Retrieving Data from a Single Table |
In addition to selecting columns that are stored in a table, you can create new columns that exist for the duration of the query. These columns can contain text or calculations. PROC SQL writes the columns that you create as if they were columns from the table.
Adding Text to Output |
You can add text to the output by including a string expression, or literal expression, in a query. The following query includes two strings as additional columns in the output:
proc sql outobs=12; title 'U.S. Postal Codes'; select 'Postal code for', Name, 'is', Code from sql.postalcodes;
U.S. Postal Codes Name Code ----------------------------------------------------------- Postal code for Alabama is AL Postal code for Alaska is AK Postal code for American Samoa is AS Postal code for Arizona is AZ Postal code for Arkansas is AR Postal code for California is CA Postal code for Colorado is CO Postal code for Connecticut is CT Postal code for Delaware is DE Postal code for District Of Columbia is DC Postal code for Florida is FL Postal code for Georgia is GA
To prevent the column headings Name and Code from printing, you can assign a label that starts with a special character to each of the columns. PROC SQL does not output the column name when a label is assigned, and it does not output labels that begin with special characters. For example, you could use the following query to suppress the column headings that PROC SQL displayed in the previous example:
proc sql outobs=12; title 'U.S. Postal Codes'; select 'Postal code for', Name label='#', 'is', Code label='#' from sql.postalcodes;
Suppressing Column Headings in Output
U.S. Postal Codes --------------------------------------------------------- Postal code for Alabama is AL Postal code for Alaska is AK Postal code for American Samoa is AS Postal code for Arizona is AZ Postal code for Arkansas is AR Postal code for California is CA Postal code for Colorado is CO Postal code for Connecticut is CT Postal code for Delaware is DE Postal code for District Of Columbia is DC Postal code for Florida is FL Postal code for Georgia is GA
Calculating Values |
You can perform calculations with values that you retrieve from numeric columns. The following example converts temperatures in the SQL.WORLDTEMPS table from Fahrenheit to Celsius:
proc sql outobs=12; title 'Low Temperatures in Celsius'; select City, (AvgLow - 32) * 5/9 format=4.1 from sql.worldtemps;
Note: This example uses the FORMAT attribute to modify the format of the calculated output. See Specifying Column Attributes for more information.

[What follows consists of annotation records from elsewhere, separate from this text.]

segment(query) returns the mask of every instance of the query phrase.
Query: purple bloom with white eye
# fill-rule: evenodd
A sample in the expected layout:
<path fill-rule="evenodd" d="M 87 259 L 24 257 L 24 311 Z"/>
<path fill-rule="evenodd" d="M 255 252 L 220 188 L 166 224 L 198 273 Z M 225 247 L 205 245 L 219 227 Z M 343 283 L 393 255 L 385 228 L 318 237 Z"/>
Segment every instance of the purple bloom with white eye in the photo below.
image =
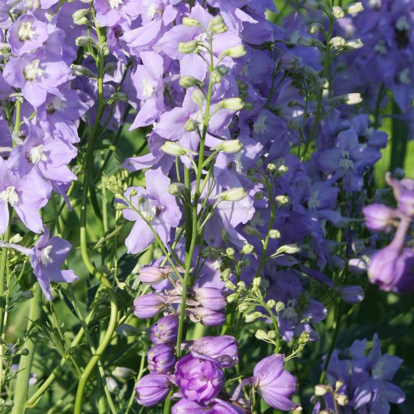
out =
<path fill-rule="evenodd" d="M 39 210 L 46 205 L 49 196 L 37 174 L 31 172 L 23 178 L 18 177 L 12 172 L 8 160 L 0 158 L 0 234 L 7 230 L 9 204 L 29 230 L 41 233 Z"/>
<path fill-rule="evenodd" d="M 41 47 L 47 37 L 46 25 L 30 12 L 22 15 L 10 26 L 7 33 L 7 41 L 12 51 L 16 55 Z"/>
<path fill-rule="evenodd" d="M 204 336 L 185 347 L 214 358 L 222 368 L 231 368 L 239 361 L 237 342 L 230 335 Z"/>
<path fill-rule="evenodd" d="M 71 71 L 63 61 L 40 50 L 12 58 L 3 76 L 12 86 L 20 88 L 23 96 L 35 108 L 46 100 L 47 92 L 60 95 L 58 87 L 69 80 Z"/>
<path fill-rule="evenodd" d="M 48 93 L 44 102 L 37 108 L 36 118 L 42 128 L 56 133 L 71 143 L 79 141 L 75 122 L 93 105 L 80 90 L 60 89 L 61 96 Z"/>
<path fill-rule="evenodd" d="M 342 179 L 348 191 L 360 190 L 364 182 L 364 169 L 376 163 L 381 152 L 361 145 L 356 133 L 352 129 L 343 131 L 338 135 L 336 147 L 317 151 L 313 156 L 322 171 L 332 173 L 331 182 Z"/>
<path fill-rule="evenodd" d="M 138 253 L 155 240 L 155 236 L 146 222 L 166 244 L 171 240 L 171 227 L 176 227 L 181 218 L 181 212 L 175 197 L 168 192 L 171 181 L 163 173 L 161 168 L 147 171 L 145 183 L 146 189 L 142 187 L 134 187 L 137 193 L 131 197 L 132 205 L 139 210 L 142 217 L 131 208 L 122 210 L 127 220 L 135 222 L 125 240 L 128 253 Z M 130 187 L 125 192 L 127 199 L 129 199 L 132 189 L 132 187 Z M 143 201 L 140 203 L 141 198 Z"/>
<path fill-rule="evenodd" d="M 143 64 L 137 66 L 132 79 L 137 97 L 143 103 L 131 130 L 149 125 L 159 117 L 164 107 L 164 60 L 153 51 L 141 52 L 139 57 Z"/>
<path fill-rule="evenodd" d="M 148 370 L 150 372 L 167 374 L 175 365 L 175 356 L 171 346 L 159 344 L 150 348 L 148 355 Z"/>
<path fill-rule="evenodd" d="M 239 136 L 238 139 L 243 148 L 235 153 L 219 153 L 214 164 L 214 177 L 219 184 L 229 188 L 249 188 L 253 184 L 246 172 L 254 165 L 263 145 L 249 137 Z"/>
<path fill-rule="evenodd" d="M 33 171 L 47 183 L 67 184 L 76 180 L 67 165 L 76 157 L 76 148 L 57 136 L 45 136 L 42 130 L 32 124 L 28 123 L 27 126 L 26 138 L 9 159 L 13 172 L 24 177 Z"/>
<path fill-rule="evenodd" d="M 371 231 L 389 233 L 394 227 L 396 212 L 382 204 L 375 203 L 363 209 L 365 224 Z"/>
<path fill-rule="evenodd" d="M 217 397 L 224 385 L 224 374 L 216 360 L 194 351 L 177 363 L 175 375 L 181 394 L 201 404 Z"/>
<path fill-rule="evenodd" d="M 159 373 L 144 375 L 135 385 L 135 400 L 145 407 L 156 405 L 165 399 L 174 385 L 173 375 Z"/>
<path fill-rule="evenodd" d="M 178 318 L 175 315 L 167 315 L 158 320 L 151 328 L 152 343 L 174 343 L 178 332 Z"/>
<path fill-rule="evenodd" d="M 51 300 L 51 282 L 71 283 L 79 278 L 73 270 L 61 270 L 72 244 L 57 236 L 49 238 L 49 231 L 45 228 L 44 234 L 31 250 L 30 260 L 44 296 Z"/>
<path fill-rule="evenodd" d="M 93 0 L 96 19 L 102 26 L 112 27 L 118 22 L 131 23 L 139 14 L 140 0 Z"/>

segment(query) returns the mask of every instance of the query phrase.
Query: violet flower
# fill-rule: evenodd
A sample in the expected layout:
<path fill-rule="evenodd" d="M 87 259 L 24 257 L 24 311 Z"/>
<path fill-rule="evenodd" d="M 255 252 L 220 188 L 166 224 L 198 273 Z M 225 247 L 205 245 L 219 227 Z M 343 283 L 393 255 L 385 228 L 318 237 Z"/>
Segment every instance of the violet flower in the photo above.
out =
<path fill-rule="evenodd" d="M 192 351 L 175 367 L 175 380 L 187 400 L 208 404 L 221 391 L 224 375 L 214 358 Z"/>
<path fill-rule="evenodd" d="M 34 245 L 29 256 L 33 273 L 37 278 L 44 296 L 52 300 L 51 282 L 71 283 L 79 278 L 73 270 L 61 270 L 72 245 L 66 240 L 55 236 L 49 238 L 48 230 L 45 228 Z"/>

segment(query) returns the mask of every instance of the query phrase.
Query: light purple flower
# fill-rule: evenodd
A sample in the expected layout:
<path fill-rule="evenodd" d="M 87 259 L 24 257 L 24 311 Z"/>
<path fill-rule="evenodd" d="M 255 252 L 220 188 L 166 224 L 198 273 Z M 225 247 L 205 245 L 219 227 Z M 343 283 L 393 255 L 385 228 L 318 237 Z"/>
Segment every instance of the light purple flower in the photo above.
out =
<path fill-rule="evenodd" d="M 61 267 L 72 248 L 66 240 L 55 236 L 49 238 L 48 230 L 45 228 L 32 249 L 30 264 L 44 296 L 52 300 L 51 282 L 71 283 L 79 278 L 73 270 L 61 270 Z"/>
<path fill-rule="evenodd" d="M 166 244 L 171 240 L 171 227 L 176 227 L 181 218 L 181 213 L 174 196 L 168 192 L 171 181 L 161 171 L 150 170 L 145 173 L 146 189 L 142 187 L 133 188 L 137 192 L 131 197 L 135 208 L 140 212 Z M 125 192 L 127 199 L 130 198 L 132 187 Z M 140 199 L 143 202 L 139 203 Z M 128 252 L 138 253 L 149 245 L 155 236 L 147 223 L 136 211 L 127 208 L 122 210 L 124 217 L 135 222 L 131 233 L 125 240 Z"/>
<path fill-rule="evenodd" d="M 224 375 L 216 361 L 193 351 L 177 363 L 175 375 L 181 395 L 201 404 L 217 397 L 224 383 Z"/>

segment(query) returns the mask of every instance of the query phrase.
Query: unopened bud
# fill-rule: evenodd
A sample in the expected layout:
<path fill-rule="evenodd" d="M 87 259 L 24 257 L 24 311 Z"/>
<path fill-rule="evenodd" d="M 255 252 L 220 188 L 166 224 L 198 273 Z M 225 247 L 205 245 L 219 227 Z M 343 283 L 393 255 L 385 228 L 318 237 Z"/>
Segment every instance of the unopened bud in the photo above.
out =
<path fill-rule="evenodd" d="M 217 148 L 222 152 L 234 154 L 243 149 L 243 144 L 238 139 L 230 139 L 228 141 L 223 141 L 214 148 Z"/>
<path fill-rule="evenodd" d="M 242 44 L 239 46 L 234 46 L 233 47 L 230 47 L 226 49 L 224 51 L 220 54 L 220 55 L 224 55 L 224 56 L 229 56 L 230 58 L 236 59 L 237 58 L 241 58 L 246 54 L 246 49 Z"/>
<path fill-rule="evenodd" d="M 254 312 L 247 314 L 244 317 L 244 320 L 246 321 L 246 323 L 248 324 L 250 322 L 252 322 L 253 321 L 255 321 L 258 318 L 261 318 L 262 316 L 263 316 L 263 314 L 262 312 L 259 312 L 256 310 Z"/>
<path fill-rule="evenodd" d="M 171 195 L 179 195 L 183 192 L 185 188 L 182 183 L 171 183 L 168 186 L 168 192 Z"/>
<path fill-rule="evenodd" d="M 284 207 L 289 205 L 290 198 L 287 195 L 277 195 L 275 197 L 275 201 L 279 207 Z"/>
<path fill-rule="evenodd" d="M 345 17 L 343 10 L 339 6 L 334 6 L 332 8 L 332 15 L 335 19 L 342 19 Z"/>
<path fill-rule="evenodd" d="M 331 39 L 329 43 L 334 48 L 340 49 L 345 46 L 345 40 L 343 37 L 341 37 L 340 36 L 335 36 Z"/>
<path fill-rule="evenodd" d="M 192 53 L 198 47 L 197 40 L 189 40 L 188 42 L 180 42 L 178 43 L 178 51 L 180 53 Z"/>
<path fill-rule="evenodd" d="M 183 26 L 185 26 L 187 27 L 193 27 L 195 26 L 200 25 L 198 22 L 192 17 L 183 17 L 182 24 Z"/>
<path fill-rule="evenodd" d="M 242 254 L 251 254 L 254 251 L 254 246 L 249 243 L 246 243 L 241 249 Z"/>
<path fill-rule="evenodd" d="M 218 104 L 224 109 L 230 111 L 240 111 L 243 109 L 243 101 L 240 98 L 228 98 L 224 99 Z"/>
<path fill-rule="evenodd" d="M 337 394 L 335 397 L 338 403 L 342 406 L 346 405 L 349 402 L 349 399 L 344 394 Z"/>
<path fill-rule="evenodd" d="M 349 3 L 343 8 L 344 11 L 349 14 L 356 14 L 364 10 L 364 6 L 360 2 L 356 3 Z"/>
<path fill-rule="evenodd" d="M 198 125 L 199 123 L 198 121 L 189 118 L 185 121 L 185 123 L 184 124 L 184 129 L 189 132 L 192 132 L 193 131 L 197 130 L 198 128 Z"/>

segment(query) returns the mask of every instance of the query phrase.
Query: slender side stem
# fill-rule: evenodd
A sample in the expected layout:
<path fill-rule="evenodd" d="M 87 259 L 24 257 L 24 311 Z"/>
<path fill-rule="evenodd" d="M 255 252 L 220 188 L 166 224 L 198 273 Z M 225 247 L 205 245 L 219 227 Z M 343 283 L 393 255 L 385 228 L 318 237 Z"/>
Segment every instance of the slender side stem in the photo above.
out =
<path fill-rule="evenodd" d="M 36 336 L 33 334 L 32 330 L 34 323 L 37 322 L 40 316 L 42 300 L 42 292 L 38 283 L 34 285 L 33 291 L 34 296 L 30 301 L 30 309 L 29 311 L 29 319 L 27 321 L 26 332 L 29 339 L 26 343 L 25 347 L 29 350 L 29 354 L 21 355 L 19 364 L 19 375 L 16 382 L 16 391 L 13 402 L 14 405 L 12 410 L 12 414 L 24 414 L 26 407 L 26 400 L 27 398 L 27 391 L 29 388 L 29 379 L 30 371 L 36 348 Z"/>

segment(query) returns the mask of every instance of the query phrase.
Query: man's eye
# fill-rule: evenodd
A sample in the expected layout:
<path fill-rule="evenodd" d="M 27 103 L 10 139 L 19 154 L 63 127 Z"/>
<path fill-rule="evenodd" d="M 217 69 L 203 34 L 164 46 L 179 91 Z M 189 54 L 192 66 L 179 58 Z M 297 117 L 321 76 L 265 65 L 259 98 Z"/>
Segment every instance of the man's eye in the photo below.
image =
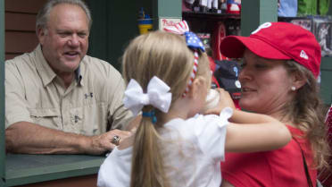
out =
<path fill-rule="evenodd" d="M 68 32 L 60 32 L 59 35 L 60 35 L 61 37 L 68 37 L 68 36 L 71 35 L 71 33 L 68 33 Z"/>
<path fill-rule="evenodd" d="M 79 33 L 78 35 L 80 38 L 86 38 L 87 37 L 87 33 Z"/>

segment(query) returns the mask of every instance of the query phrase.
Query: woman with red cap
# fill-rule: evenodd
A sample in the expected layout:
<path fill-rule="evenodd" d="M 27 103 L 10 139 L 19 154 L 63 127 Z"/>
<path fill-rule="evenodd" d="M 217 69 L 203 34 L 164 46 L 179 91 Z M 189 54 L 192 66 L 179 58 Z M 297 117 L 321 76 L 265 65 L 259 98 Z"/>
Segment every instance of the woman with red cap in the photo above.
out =
<path fill-rule="evenodd" d="M 293 136 L 276 150 L 226 154 L 222 186 L 316 186 L 328 144 L 316 81 L 320 47 L 314 35 L 291 23 L 266 22 L 249 37 L 225 38 L 220 50 L 243 58 L 240 106 L 278 119 Z"/>

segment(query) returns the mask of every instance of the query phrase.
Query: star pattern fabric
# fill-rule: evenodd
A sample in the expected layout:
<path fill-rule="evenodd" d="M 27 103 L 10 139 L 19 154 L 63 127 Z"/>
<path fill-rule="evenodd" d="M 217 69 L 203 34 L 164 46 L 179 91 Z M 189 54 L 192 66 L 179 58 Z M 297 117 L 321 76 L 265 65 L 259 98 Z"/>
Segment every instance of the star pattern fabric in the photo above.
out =
<path fill-rule="evenodd" d="M 187 45 L 192 49 L 201 49 L 205 52 L 205 47 L 203 46 L 201 39 L 194 32 L 185 32 Z"/>

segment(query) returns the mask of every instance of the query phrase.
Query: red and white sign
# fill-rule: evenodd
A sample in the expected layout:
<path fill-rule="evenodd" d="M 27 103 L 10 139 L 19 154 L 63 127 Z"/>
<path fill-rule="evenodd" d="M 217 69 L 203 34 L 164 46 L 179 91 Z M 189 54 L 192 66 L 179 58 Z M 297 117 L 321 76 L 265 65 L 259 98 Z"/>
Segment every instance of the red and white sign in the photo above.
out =
<path fill-rule="evenodd" d="M 159 30 L 163 30 L 166 26 L 172 26 L 181 21 L 181 18 L 160 18 L 159 19 Z"/>

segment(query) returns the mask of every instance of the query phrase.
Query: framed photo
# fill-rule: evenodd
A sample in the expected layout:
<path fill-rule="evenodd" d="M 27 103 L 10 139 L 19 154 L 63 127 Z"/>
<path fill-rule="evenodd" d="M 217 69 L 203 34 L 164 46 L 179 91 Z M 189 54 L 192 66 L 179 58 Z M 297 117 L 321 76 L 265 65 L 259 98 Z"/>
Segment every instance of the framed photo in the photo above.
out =
<path fill-rule="evenodd" d="M 321 56 L 332 56 L 332 20 L 313 18 L 313 33 L 321 47 Z"/>
<path fill-rule="evenodd" d="M 284 17 L 279 21 L 291 22 L 312 32 L 312 18 L 311 17 Z"/>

Low Temperatures in Celsius City ------------------------ Algiers 7.2 Amsterdam 0.6 Athens 5.0 Auckland 6.7 Bangkok 20.6 Beijing -8.3 Belgrade -1.7 Berlin -3.9 Bogota 6.1 Bombay 20.0 Bucharest -4.4 Budapest -3.9
Assigning a Column Alias |
By specifying a column alias, you can assign a new name to any column within a PROC SQL query. The new name must follow the rules for SAS names. The name persists only for that query.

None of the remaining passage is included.